Pranav Eranki 2018
Flask web app that uses a API service to predict whether the product review is positive or negative.
Amazon product data was provided by Julian McAuley, UCSD.
We cover the sentiment analysis of 12 categories of Amazon products. We list our results in test datasets using NBSVM (Naïve Bayes - Support Vector Machine) inspired by a Kaggle kernel.
NBSVM was introduced by Sida Wang and Chris Manning in the paper Baselines and Bigrams: Simple, Good Sentiment and Topic Classification.

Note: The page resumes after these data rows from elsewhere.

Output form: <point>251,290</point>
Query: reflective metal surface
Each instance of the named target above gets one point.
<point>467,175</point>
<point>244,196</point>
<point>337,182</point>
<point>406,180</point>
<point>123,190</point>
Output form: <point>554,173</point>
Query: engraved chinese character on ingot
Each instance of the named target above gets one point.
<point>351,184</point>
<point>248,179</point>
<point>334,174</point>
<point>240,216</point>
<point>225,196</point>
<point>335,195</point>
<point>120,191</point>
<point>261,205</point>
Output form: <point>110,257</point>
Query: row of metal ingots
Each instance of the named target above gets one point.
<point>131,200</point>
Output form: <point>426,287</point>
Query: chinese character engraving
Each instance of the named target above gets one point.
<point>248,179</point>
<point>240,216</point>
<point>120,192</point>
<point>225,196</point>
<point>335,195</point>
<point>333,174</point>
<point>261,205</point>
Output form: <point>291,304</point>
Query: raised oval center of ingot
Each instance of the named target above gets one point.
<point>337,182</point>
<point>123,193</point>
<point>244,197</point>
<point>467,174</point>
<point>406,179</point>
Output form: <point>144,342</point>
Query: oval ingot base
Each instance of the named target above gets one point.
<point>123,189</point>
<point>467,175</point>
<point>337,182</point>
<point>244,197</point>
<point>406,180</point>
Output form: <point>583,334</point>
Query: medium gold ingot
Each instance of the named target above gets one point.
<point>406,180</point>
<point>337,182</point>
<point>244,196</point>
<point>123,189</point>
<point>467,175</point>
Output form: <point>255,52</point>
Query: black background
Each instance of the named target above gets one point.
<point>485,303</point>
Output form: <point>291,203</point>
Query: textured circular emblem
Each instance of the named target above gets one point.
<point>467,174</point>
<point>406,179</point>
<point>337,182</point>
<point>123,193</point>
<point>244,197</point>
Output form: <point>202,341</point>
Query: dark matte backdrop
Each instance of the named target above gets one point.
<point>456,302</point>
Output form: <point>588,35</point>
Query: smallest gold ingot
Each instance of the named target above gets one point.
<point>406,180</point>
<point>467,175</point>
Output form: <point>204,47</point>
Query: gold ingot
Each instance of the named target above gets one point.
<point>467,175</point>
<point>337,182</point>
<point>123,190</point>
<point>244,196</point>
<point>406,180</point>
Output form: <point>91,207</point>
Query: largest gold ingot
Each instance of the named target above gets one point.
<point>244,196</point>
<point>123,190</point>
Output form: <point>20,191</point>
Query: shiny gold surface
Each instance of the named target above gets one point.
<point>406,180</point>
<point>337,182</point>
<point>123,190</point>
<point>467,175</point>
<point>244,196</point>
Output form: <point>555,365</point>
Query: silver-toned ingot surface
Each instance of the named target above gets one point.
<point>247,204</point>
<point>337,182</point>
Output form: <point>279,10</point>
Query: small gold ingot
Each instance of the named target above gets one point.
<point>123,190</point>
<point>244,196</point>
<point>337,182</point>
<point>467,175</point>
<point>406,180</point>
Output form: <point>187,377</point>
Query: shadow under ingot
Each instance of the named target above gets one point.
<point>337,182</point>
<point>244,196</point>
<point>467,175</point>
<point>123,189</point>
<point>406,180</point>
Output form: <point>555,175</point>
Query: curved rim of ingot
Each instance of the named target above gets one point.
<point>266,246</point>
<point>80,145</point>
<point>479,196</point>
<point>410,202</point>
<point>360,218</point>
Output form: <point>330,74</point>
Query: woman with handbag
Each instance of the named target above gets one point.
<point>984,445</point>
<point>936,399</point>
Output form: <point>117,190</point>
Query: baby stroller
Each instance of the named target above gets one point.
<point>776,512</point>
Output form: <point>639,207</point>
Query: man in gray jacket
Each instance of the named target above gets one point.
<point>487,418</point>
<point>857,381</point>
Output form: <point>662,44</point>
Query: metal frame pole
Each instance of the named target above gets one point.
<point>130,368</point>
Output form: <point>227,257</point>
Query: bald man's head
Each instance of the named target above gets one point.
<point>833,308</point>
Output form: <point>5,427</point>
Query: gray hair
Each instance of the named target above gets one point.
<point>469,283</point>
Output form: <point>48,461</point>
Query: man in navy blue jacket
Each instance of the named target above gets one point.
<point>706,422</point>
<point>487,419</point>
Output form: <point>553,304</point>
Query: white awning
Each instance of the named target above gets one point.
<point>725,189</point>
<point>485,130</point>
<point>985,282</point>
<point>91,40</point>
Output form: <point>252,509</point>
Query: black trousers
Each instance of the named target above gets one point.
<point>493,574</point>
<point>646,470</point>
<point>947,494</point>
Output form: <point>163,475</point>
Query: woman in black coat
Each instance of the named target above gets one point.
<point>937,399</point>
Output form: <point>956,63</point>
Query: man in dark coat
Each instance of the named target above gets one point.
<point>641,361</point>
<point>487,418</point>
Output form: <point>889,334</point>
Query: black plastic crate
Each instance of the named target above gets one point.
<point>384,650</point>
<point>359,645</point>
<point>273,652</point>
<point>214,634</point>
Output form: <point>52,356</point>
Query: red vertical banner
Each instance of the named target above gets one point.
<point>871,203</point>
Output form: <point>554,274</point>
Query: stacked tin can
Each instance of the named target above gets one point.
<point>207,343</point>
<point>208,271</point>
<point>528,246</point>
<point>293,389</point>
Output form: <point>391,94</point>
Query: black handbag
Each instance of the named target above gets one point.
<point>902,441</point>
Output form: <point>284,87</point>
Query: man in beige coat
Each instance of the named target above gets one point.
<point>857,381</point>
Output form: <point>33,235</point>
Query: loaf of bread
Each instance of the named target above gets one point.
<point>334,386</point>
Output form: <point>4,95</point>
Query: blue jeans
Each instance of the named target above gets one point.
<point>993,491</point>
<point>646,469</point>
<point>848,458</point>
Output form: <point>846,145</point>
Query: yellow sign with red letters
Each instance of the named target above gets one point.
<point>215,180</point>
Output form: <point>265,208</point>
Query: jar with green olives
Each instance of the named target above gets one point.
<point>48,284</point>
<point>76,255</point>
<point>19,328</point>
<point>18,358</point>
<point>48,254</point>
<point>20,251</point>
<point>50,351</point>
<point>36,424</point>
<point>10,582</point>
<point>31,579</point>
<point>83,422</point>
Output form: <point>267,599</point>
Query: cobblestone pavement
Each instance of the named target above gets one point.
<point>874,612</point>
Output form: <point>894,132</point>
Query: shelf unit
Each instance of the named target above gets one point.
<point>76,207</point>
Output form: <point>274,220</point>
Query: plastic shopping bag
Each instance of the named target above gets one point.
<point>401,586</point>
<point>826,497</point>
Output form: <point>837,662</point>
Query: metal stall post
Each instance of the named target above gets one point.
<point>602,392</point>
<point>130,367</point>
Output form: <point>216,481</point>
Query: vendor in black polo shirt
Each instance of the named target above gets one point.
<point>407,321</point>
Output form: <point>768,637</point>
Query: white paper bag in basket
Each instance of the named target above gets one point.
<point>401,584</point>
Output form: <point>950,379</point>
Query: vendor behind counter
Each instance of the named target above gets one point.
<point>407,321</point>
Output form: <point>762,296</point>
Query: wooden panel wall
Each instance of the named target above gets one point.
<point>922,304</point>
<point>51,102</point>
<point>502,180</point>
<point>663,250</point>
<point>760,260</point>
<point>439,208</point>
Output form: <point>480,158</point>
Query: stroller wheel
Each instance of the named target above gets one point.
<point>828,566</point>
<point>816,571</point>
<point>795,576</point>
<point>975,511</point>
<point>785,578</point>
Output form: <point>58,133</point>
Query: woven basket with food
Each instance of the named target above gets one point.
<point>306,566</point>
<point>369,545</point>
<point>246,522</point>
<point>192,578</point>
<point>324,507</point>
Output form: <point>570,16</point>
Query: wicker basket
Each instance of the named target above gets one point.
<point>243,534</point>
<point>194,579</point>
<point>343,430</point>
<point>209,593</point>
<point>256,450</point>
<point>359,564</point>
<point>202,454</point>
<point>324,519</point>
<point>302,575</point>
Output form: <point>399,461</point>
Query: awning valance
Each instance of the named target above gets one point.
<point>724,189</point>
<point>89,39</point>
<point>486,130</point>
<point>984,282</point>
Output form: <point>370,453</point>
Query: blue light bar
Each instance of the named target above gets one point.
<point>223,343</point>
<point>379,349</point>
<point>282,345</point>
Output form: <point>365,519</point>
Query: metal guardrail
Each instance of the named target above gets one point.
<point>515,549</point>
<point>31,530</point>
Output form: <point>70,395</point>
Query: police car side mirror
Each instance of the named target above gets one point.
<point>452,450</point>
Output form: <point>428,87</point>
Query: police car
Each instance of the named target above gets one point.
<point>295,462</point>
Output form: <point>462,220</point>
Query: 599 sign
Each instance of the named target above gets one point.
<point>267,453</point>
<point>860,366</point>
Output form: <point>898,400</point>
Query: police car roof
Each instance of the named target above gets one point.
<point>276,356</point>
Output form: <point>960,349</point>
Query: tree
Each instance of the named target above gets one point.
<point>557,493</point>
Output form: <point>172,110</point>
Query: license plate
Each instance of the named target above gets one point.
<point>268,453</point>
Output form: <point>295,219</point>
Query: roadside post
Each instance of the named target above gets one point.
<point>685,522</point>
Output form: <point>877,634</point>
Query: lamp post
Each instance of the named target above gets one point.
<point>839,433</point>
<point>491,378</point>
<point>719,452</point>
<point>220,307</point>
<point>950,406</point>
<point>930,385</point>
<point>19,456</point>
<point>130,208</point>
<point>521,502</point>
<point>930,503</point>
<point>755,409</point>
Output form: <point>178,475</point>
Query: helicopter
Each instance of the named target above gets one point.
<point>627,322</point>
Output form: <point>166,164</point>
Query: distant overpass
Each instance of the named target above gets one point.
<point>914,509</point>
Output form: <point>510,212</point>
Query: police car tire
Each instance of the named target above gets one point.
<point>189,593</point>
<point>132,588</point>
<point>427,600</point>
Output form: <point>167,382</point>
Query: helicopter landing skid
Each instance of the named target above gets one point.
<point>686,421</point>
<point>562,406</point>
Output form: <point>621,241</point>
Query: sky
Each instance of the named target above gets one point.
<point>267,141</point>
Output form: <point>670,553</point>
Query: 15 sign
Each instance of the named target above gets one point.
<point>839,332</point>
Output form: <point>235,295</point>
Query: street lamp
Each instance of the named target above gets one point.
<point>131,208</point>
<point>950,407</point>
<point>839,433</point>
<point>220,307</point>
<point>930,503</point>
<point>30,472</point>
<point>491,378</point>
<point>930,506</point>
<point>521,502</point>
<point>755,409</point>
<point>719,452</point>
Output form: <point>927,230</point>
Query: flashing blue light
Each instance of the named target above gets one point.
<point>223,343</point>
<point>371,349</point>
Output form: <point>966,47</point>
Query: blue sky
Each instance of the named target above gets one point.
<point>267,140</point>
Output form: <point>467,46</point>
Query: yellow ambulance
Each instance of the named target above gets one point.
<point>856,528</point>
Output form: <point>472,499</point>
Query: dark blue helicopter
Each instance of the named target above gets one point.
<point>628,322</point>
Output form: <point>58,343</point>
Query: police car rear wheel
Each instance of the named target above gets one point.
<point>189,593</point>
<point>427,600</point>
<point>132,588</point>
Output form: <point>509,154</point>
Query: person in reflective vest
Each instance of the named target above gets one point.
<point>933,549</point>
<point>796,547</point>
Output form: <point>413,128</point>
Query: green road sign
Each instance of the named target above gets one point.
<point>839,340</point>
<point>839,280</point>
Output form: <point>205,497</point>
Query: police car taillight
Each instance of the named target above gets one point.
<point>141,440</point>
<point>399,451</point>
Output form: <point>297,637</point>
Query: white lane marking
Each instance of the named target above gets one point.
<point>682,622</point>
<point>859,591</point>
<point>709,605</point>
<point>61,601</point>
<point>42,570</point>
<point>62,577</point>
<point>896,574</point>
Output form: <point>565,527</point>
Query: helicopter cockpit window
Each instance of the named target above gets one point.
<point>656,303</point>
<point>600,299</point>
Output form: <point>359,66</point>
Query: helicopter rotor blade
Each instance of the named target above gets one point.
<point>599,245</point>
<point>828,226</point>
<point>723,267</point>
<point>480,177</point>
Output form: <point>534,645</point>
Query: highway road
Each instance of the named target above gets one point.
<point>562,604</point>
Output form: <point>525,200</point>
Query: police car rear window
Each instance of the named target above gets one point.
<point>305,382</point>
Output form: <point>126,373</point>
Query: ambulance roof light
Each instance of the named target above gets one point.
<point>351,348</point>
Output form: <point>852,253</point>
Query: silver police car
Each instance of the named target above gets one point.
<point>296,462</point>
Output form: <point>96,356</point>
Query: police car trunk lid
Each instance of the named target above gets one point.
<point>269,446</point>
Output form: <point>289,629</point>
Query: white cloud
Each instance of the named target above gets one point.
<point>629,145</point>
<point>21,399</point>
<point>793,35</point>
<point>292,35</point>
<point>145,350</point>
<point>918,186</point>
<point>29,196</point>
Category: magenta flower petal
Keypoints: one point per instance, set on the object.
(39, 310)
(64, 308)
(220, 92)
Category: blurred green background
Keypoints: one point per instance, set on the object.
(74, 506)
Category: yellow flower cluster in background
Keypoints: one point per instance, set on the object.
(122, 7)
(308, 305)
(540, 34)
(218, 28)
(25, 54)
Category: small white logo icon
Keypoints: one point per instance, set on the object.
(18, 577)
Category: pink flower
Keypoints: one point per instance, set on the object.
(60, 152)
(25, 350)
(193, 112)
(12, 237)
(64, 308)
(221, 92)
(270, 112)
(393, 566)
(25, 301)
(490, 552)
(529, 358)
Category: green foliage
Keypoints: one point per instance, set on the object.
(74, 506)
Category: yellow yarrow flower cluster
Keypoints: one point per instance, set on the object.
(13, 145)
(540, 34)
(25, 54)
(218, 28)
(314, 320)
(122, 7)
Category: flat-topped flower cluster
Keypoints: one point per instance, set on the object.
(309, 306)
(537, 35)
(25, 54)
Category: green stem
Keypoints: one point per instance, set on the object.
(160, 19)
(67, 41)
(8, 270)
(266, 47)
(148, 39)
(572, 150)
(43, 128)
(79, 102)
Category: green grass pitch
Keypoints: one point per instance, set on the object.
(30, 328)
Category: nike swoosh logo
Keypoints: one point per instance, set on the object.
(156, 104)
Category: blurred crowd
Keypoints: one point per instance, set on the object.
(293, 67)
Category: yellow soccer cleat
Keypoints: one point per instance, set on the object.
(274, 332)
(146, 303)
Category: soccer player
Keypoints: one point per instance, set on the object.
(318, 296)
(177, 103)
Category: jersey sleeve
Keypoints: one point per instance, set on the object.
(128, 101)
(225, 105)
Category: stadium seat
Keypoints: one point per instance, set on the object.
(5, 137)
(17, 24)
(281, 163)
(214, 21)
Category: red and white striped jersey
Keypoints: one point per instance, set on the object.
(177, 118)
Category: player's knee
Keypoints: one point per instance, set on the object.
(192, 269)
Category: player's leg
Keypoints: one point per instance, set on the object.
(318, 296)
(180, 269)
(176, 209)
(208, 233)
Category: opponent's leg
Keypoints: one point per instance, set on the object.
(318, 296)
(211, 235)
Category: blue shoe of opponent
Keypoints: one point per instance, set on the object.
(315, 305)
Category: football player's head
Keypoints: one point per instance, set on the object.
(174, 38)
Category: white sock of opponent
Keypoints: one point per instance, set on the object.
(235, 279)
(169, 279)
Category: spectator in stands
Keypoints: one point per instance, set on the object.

Here we use sklearn's logistic regression, rather than SVM, although in practice the two are nearly identical (sklearn uses the liblinear library behind the scenes).
Category | Precision (%) |
---|---|
Automotive | 89.29 |
Baby | 90.28 |
Clothing Shoes and Jewelry | 90.50 |
Digital Music | 88.92 |
Electronics | 91.58 |
Grocery and Gourmet Food | 90.33 |
Home and Kitchen | 92.05 |
Kindle Store | 92.57 |
Pet Supplies | 89.32 |
Sports and Outdoors | 91.19 |
Toys and Games | 91.24 |
Video games | 88.93 |
To install the Python packages for the project, clone the repository and run:
conda env create -f environment.yml
from inside the cloned directory. This assumes that Anaconda Python is installed.
# Build the model
python build_model.py
# Run the App
python run.py
Open Browser: http://localhost:5000.
Choose the category of your purchased product, fill in your own reviews and get results like the following:
Format is one-review-per-line in (loose) json. See examples below for further help reading the data.
Sample review:
{
"reviewerID": "A2SUAM1J3GNN3B",
"asin": "0000013714",
"reviewerName": "J. McDonald",
"helpful": [2, 3],
"reviewText": "I bought this for my husband who plays the piano. He is having a wonderful time playing these old hymns. The music is at times hard to read because we think the book was published for singing from more than playing from. Great purchase though!",
"overall": 5.0,
"summary": "Heavenly Highway Hymns",
"unixReviewTime": 1252800000,
"reviewTime": "09 13, 2009"
}
where
- reviewerID - ID of the reviewer, e.g. A2SUAM1J3GNN3B
- asin - ID of the product, e.g. 0000013714
- reviewerName - name of the reviewer
- helpful - helpfulness rating of the review, e.g. 2/3
- reviewText - text of the review
- overall - rating of the product
- summary - summary of the review
- unixReviewTime - time of the review (unix time)
- reviewTime - time of the review (raw)
Here is the code to read the data into a pandas data frame:
import pandas as pd
import gzip
def parse(path):
g = gzip.open(path, 'rb')
for l in g:
yield eval(l)
def getDF(path):
i = 0
df = {}
for d in parse(path):
df[i] = d
i += 1
return pd.DataFrame.from_dict(df, orient='index')
df = getDF('reviews_Video_Games.json.gz')